A couple of disadvantages of proportional representation systems that have been argued though are that extremist groups can force their way into the political mainstream, and coalitional compromise isn’t always ideal because it’s sometimes better to go all in one way or another rather than introduce public projects or legislation that are half-measures.

 

Longer terms in office, or having electoral cycles that are less regular (e.g. a general election only once every ten years), are generally undesirable because representatives can forget about appeasing the public for longer periods if so. But longer terms can allow for implementing longer-term plans that are beneficial for a nation (e.g. public infrastructure plans).

 

Strict term limits (e.g. two terms maximum) similarly has advantages of restricting power via restricting the duration that a head of government can be in power, but can mean a decent incumbent leader, who would’ve been re-elected by the public if given the chance, cannot stay, which opens the door for a less desirable candidate to grab a chance at the helm. (Note that Prime Ministers are heads of government but not heads of state, whereas Presidents are usually both.)

 

Electronic voting experiments, such as online voting, have produced mixed, perhaps mostly critical, verdicts so far.
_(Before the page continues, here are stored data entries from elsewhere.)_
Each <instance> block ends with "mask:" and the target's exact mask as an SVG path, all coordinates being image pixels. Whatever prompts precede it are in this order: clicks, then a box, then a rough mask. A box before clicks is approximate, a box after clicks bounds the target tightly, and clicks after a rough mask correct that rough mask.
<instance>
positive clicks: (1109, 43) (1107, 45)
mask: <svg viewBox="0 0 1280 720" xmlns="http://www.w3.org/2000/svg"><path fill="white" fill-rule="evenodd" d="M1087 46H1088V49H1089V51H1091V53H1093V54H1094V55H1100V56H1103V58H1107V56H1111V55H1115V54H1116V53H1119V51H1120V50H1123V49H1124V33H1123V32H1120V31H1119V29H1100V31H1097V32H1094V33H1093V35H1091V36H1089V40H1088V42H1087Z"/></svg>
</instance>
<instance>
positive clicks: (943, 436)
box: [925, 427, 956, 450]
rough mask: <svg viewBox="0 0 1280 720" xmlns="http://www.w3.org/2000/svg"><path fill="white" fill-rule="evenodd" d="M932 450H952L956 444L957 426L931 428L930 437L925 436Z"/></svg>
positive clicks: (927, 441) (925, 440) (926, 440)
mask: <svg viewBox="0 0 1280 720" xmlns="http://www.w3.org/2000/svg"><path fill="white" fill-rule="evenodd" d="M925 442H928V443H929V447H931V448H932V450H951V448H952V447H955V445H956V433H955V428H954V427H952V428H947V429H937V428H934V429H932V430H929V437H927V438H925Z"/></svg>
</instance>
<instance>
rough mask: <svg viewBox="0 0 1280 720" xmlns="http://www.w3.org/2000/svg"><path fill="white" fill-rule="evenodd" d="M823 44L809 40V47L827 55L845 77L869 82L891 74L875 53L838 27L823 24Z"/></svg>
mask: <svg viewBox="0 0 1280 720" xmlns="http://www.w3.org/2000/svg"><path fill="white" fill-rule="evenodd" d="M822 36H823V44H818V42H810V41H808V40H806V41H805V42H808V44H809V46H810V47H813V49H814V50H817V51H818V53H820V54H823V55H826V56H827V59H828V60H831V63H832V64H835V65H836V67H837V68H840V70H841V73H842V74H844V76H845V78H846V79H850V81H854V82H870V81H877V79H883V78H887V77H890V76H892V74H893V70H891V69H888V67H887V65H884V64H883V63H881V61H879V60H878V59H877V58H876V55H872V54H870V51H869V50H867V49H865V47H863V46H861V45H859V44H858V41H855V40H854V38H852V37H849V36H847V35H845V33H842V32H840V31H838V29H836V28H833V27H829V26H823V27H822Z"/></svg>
It just shifts the potential problems and methods of fraud to elsewhere, and there’s also the major issue of trust. But who knows if it’ll be widespread one day?

 

Compulsory voting is also highly controversial – on the one paw it’s directly against people’s freedoms, and voters can still remain ill-informed and uninterested. But then voting should perhaps be a duty of every citizen and it doesn’t force a choice because ballot papers can still be spoilt or left blank. Perhaps a bigger priority is therefore to get all citizens to care about politics – to understand enough about the issues, people and manifestos they vote on. But we cannot force people to learn and become better clued-up so maybe we shouldn’t force people to vote either.

 

It’s somewhat the same with politicians and when they vote in parliament. Here, no one can possibly understand every single subject fully to have enough expertise to vote on every single issue, and this isn’t necessarily due to laziness because the types of things politicians vote on in parliament tend to be quite specific. Not all issues to vote on concern all constituencies either.

 

Woof. Democracy is supposed to be of the people, for the people, by the people, and thus is in effect a self-government. In elected representative democracies, it’s arguably better to not think of our elected representatives in a ‘them versus us’ way but in an ‘us’ way for we ultimately collectively elect them. Or we could view them as our public servants and we are thus their masters… Well that’s again the theory anyway!